A realidade, entretanto, confirmou a disparidade entre capital e trabalho, fato que justifica a existência do Direito do Trabalho como instrumento de melhoria da condição social do trabalhador e, em última analise, de promoção da dignidade do obreiro.

Em 11 de novembro de 2017, entrou em vigor a Lei nº 13.467/17, promotora da denominada reforma trabalhista, trazendo inúmeras alterações à CLT ao argumento de adaptá-la à realidade econômica e criar empregos. Dentre as várias alterações trazidas destacamos a nova modalidade de contrato de trabalho, qual seja, o intermitente.

Nessa modalidade de labor, o empregado exerce atividade conforme a necessidade da empresa, independente do seu ramo, podendo ser convocado para trabalhar por horas, dias, meses ou de forma eventual, fazendo jus ao término do serviço aos direitos trabalhistas proporcionais ao período trabalhado, não lhe sendo garantido qualquer valor mínimo pelo labor ou pelo tempo à espera de ser convocado.

A despeito de ainda não ser possível identificar concretamente os efeitos dessa nova modalidade de trabalho, considerando o pouco tempo de vigor da nova lei, acredita-se que ela poderá trazer deletérios impactos à vida sócio-econômica dos empregados, a começar pelo comprometimento das suas finanças e da sua qualidade de vida por causa da falta de garantia de um valor mínimo mensal capaz de prover as suas necessidades essenciais uma vez que não lhe é garantido o trabalho.

Nesse contexto, o presente trabalho tem como objetivo geral demonstrar, por meio do método dedutivo de abordagem e de pesquisa bibliográfica e documental, buscando, inclusive, amparo na legislação de outros países, que o contrato de trabalho intermitente da maneira como foi estipulado na citada lei implica precarização e fere o princípio da função social do trabalho, sendo um retrocesso social pela supressão de direitos fundamentais constitucionalmente garantidos.

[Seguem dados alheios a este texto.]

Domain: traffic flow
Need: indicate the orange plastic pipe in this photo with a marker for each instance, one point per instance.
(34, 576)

Ao analisar os arts. 443 e 452-A da CLT, verificou-se que a maneira como esse contrato foi normatizado implica precarização e fere a função social do trabalho pela supressão de diversos direitos trabalhistas garantidos e efetivados pela CF/88.

O contrato de trabalho intermitente não garante ao trabalhador serviço, tampouco salário, em razão da imprevisibilidade da convocação pelo empregador. Além disso, no tocante às férias, o trabalhador não terá remuneração e o acréscimo de 1/3 à época do seu gozo, pois já o terá recebido proporcionalmente ao término da prestação de cada serviço, contrariando a CF/88.

Na nova modalidade de labor o trabalhador intermitente assumirá em parte o risco da atividade empresária pois ele só trabalhará se houver demanda, o que afronta o art. 2º da CLT que atribui ao empregador o princípio da alteridade.

Da forma em que foi normatizado o contrato de trabalho intermitente, verificou-se que não foram resguardados os princípios norteadores do Direito do Trabalho, tais como o princípio da proteção, o da função social do trabalho, o da continuidade da relação de emprego, o da condição mais favorável ao trabalhador, dentre outros, demonstrando ser uma forma contratual precária que carece de revisão e adequação aos preceitos basilares juslaborais e constitucionais.

É preciso incrementar o debate sobre esse novo contrato, aperfeiçoar o texto legal a seu respeito, inclusive aprendendo com o direito de outros países que garantem um valor mínimo ao obreiro enquanto espera ser chamado e garantir a manutenção dos direitos fundamentais sociais dos obreiros, de modo que o contrato intermitente possa melhorar a empregabilidade e trazer mais trabalhadores para o manto protetivo juslaboral.

Neste contexto, é importante reiterar que é preciso aperfeiçoar o texto legal à luz dos direitos fundamentais sociais elencados na Constituição Federal, bem como dos princípios do valor social do trabalho e da proteção, garantindo ao empregado intermitente os direitos trabalhistas essenciais, a exemplo de jornada mínima de trabalho, compensação pecuniária em caso de inatividade, férias remuneradas com o acréscimo de 1/3 e estabilidade nos casos legais para que o contrato de trabalho intermitente realmente cumpra a sua função social à luz da dignidade da pessoa humana e seja capaz de proporcionar melhores condições de vida ao trabalhador.

Palavras-chave: Trabalho intermitente. Crítica. Precarização. Função social do trabalho.